第36回 是川銀蔵(その二)関東大震災に昭和金融恐慌---大事件をバネに「兜町の風雲児」へ

 十九歳で是川銀蔵は、日本にもどってきた。

 中国大陸での商売は儲けも大きいが、軍や政商が相手の取引は、リスクも大きかったのである。

 帰国した銀蔵がはじめてチャンスを把んだのは、大正十二年九月一日、関東大震災の時だった。

 当時、銀蔵は大阪にいたので、多少の揺れは感じたものの、さして気にとめることもなく昼食をとった。

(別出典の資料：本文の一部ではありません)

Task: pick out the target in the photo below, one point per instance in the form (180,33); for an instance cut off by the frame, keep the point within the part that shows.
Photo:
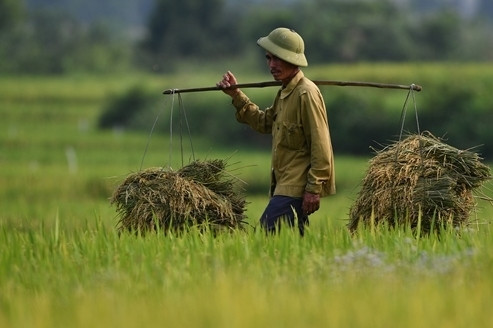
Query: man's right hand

震災の被害を識ったのは、新聞の号外が出た時だった。

 銀蔵は「ハッ」と閃いた。

 トタン板と釘を買い集めよう・・・・・・。

 東京が、壊滅的な被害にあっているとすれば、とりあえず必要なのは建材である。それも最も一般的で、汎用にたえるトタンと釘だ。

 とりあえずトタンと釘、それに焼け残った木材などを用意すれば、被災者も雨露はしのげるだろう・・・・・・。

 予想通り、トタンと釘、その他の建材は飛ぶように売れた。

「カネもうけをしようと思ったら、人と反対の考え方をしなきゃいけない。それと、ちょっとした機転がカネもうけの秘訣や」(『最後の相場師 是川銀蔵』木下厚)

 昭和二年三月十四日、片岡直温大蔵大臣が、国会で東京渡辺銀行が倒産した、と失言した。

 政友会議員からの執拗な攻撃に遭い、やや逆上した片岡は、手交されたメモを、そのまま読み上げてしまったのである。

 実際には、この時点では、まだ渡辺銀行は破綻していなかったが、その報により渡辺銀行は休業を余儀なくされた。